It does not have a 3-coupled rear engine as noted in the OP, but it is a 2-4-4-2 for sure.
https://www.railpictures.net/photo/734626/
Does have to be said it has the look and the poise of a mainline rather than a logging engine...
https://static.wikia.nocookie.net/locomotive/images/5/59/Skookum_3.jpg/revision/latest?cb=20190607084329
There is a compound articulated locomotive with a four-coupled leading engine. How could you overlook Deep River Logging 7, Skookum? It is currently active on the West Coast.
They look large because the Z's had a smaller well, just about everything, at least when compared with the later Y class compounds. Without looking up the information, I'd guess both classes had similar sized front cylinders. At least referring to the Z1b and late Y5. The original Z1's of course had slide valve steam chests on the front engine truck and piston-valve cylinders in the rear.
Same me, different spelling!
In a true "Mallet" using double expansion, the high-pressure steam is first used in the rear cylinders, then the low-pressure (but still powerful) steam is exhausted to the front low-pressure cylinders, then exhausted up the stack. To use the low-pressure steam properly, the front cylinders had to be huge compared to the rear ones.
In a "simple" articulated, all four cylinders get high-pressure steam directly, so all four are the smaller size.
Yeah those Z's had massive cylinders. I can see how easy it would be for a set of drivers to hide behind them at the right viewing angle.
The only other mainline articulated with a four-coupled forward engine was a B&O experiment (on one of the two first true high-speed simple articulateds). These locomotives came from Baldwin as 2-6-6-2s, which was not particularly advisable for engines that size at high speed, and B&O tried putting a four-wheel lead truck on for better stability (resulting in the elimination of one driver pair to make room)
I have tried for decades to get test information on this, but the upshot historically is (1) the engine did not run in this configuration for very long; and (2) B&O never repeated the experiment, and no one else in North America did, either, even though the subsequent history of high-speed articulateds, both 2-6-6-4/6s and Challengers, is remarkable.
(The PRR Q2s were rigid-frame engines, which eliminates the great cause of instability from a hinged four-coupled engine.

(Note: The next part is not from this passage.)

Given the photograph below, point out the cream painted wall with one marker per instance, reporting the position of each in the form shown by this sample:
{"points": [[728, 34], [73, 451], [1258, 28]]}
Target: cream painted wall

Interestingly their rigid wheelbase is shorter than that of a 5001-and-up-class ATSF 2-10-4, which no one argues wasn't a high-speed locomotive...

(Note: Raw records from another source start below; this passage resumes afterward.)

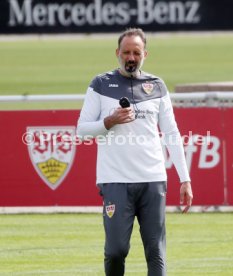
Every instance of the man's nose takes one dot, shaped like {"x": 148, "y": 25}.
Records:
{"x": 131, "y": 56}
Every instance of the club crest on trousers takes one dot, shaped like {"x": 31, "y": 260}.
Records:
{"x": 110, "y": 210}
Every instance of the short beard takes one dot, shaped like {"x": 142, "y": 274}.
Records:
{"x": 134, "y": 73}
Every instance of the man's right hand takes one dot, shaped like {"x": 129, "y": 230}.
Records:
{"x": 119, "y": 116}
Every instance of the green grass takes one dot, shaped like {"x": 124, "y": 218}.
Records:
{"x": 67, "y": 66}
{"x": 72, "y": 245}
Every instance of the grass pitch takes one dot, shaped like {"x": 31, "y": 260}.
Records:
{"x": 67, "y": 66}
{"x": 72, "y": 245}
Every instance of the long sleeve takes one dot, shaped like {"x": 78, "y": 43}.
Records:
{"x": 172, "y": 138}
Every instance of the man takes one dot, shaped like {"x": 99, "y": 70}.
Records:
{"x": 130, "y": 165}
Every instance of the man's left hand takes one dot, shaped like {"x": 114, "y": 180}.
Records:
{"x": 186, "y": 195}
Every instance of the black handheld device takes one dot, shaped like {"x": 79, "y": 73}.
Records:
{"x": 124, "y": 102}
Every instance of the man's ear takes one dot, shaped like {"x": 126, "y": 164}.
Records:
{"x": 117, "y": 52}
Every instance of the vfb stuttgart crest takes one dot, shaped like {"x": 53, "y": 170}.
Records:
{"x": 147, "y": 87}
{"x": 52, "y": 152}
{"x": 110, "y": 210}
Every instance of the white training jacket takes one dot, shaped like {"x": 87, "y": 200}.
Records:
{"x": 132, "y": 152}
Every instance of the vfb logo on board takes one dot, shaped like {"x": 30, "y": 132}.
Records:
{"x": 52, "y": 152}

NOTE: There were four-coupled main-line Garratts... very good, very fast, eight-cylinder Garratts. This discussion is about Mallet-style articulation, though.
Why is the word in the title 'consolidated' and not 'articulated'?
It must have been a Z or an A class, and I just couldn't make out the one wheel pair as it was hidden by the crosshead, etc. Thanks.
Still in training.
Norfolk & Western Z Class Locomotives were 2-6-6-2 articulateds. They had 190 of the model. On some railroads they were called Mallet Moguls.
At this website there is a broadside view of a Class Z if you scroll down.
In the picture, if you look closely the first driver on the front locomotive can be seen, almost hiden, though, behind the crosshead guides, the piston, and the gear just behind the front cylinders.
https://www.american-rails.com/z.html
In terms of "asymmetrical" drive, Great Northern had 2-6-8-0 locomotives.
Santa Fe had some 4-4-6-2 Mallet passenger locomotives for a whiile in the early 1900s.
The Pennsylvania Railroad had a class Q2 of 4-4-6-4 rigid frame freight locomotives.
There are a couple of pictures of a Q2 on this page.
https://en.wikipedia.org/wiki/Pennsylvania_Railroad_class_Q2
I saw video, and it was not great quality, and the train was a long distance away. It appeared to me that one set of drivers had six, while the other had four. It was an N&W loco. Could I have seen that correctly?